Another vote for Wyndham. Other ideas: China Mieville's Un Lun Dun, Ursula Le Guin, Phantom Tollbooth, Rats of Nimh.

Daffydil Sat 28-May-16 19:27:04

He might like the Heinlein Juveniles

en.m.wikipedia.org/wiki/Heinlein_juveniles

(Just be careful, as if he does get in to Heinlein some of the adult ones are very, erm, adult!)

I'd second John Wyndham, and How about The Green Book by Jill Paton Walsh?

notagiraffe Sat 11-Jun-16 09:36:41

The HIVE books by Mark Walden and Horowitz's Power of Five books might interest him.

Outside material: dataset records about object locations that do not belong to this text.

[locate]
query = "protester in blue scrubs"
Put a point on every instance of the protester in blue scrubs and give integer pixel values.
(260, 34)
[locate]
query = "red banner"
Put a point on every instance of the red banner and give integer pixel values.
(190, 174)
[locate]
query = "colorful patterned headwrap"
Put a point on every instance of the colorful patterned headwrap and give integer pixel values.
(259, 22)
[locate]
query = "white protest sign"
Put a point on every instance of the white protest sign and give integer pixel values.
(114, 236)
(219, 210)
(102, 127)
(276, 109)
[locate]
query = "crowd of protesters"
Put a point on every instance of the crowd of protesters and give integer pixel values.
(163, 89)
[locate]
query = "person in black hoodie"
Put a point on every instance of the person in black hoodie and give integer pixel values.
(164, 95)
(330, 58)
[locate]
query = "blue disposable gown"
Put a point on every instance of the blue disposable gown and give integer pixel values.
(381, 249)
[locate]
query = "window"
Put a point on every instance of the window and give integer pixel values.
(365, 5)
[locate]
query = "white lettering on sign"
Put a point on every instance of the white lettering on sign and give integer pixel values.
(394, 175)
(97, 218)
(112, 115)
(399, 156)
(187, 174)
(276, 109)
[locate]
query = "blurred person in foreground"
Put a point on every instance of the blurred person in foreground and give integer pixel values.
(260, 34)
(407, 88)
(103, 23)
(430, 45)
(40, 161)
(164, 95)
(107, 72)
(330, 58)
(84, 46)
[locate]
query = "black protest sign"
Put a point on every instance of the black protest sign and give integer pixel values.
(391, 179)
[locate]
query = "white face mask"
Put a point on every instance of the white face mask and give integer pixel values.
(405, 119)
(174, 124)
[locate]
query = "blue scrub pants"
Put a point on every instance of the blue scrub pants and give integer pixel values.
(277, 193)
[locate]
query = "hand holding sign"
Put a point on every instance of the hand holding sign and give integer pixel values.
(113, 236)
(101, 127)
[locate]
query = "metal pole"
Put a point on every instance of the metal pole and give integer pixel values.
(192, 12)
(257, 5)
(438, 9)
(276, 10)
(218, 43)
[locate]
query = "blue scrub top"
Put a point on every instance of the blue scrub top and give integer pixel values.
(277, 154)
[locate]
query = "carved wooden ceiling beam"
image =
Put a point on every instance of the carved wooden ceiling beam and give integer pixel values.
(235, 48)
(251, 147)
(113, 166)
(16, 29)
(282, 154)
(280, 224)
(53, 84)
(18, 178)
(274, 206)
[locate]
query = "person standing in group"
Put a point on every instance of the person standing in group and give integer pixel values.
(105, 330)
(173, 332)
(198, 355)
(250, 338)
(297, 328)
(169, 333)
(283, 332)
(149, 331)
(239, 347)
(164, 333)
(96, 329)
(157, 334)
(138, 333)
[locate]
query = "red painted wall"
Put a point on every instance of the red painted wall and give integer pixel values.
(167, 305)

PomBearWithAnOFRS Tue 14-Jun-16 03:07:12

The Starstormers series by Nicholas Fisk? Or Grinny, or anything come to think of it grin
John Christopher wrote some fabulous sci-fi/dystopian books for younger readers - just make sure it's NOT "The Pendulum Swings" cos that is a) shit and b) adult in themes.
Robert Swindells writes some brilliant sci-fi/dystopian stuff for younger and older readers - Room 13 springs to mind as being one for the younger reader - but not perhaps if he is prone to being scared of the dark etc. It's about a school trip to Whitby where some of the children tackle the "mysterious figure" we all know it's Dracula! in Room 13 of their hotel. It is lighthearted, but not for the sensitive child maybe.
Susan Cooper's "The Dark is Rising" series is lovely - ignore that ridiculous pathetically bad film they made please - the first one is "Over Sea Under Stone" and there are five altogether.
Actually, all of SC's stuff is good, the two "Boggart" books would be lovely for a 9 yr old I think, and "Victory" and "King of Shadows" in a year or two.
If you can find anything by H.M. Hoover, they are brilliant - I adored them when I first read them as a child, and still read them to my DCs and myself now.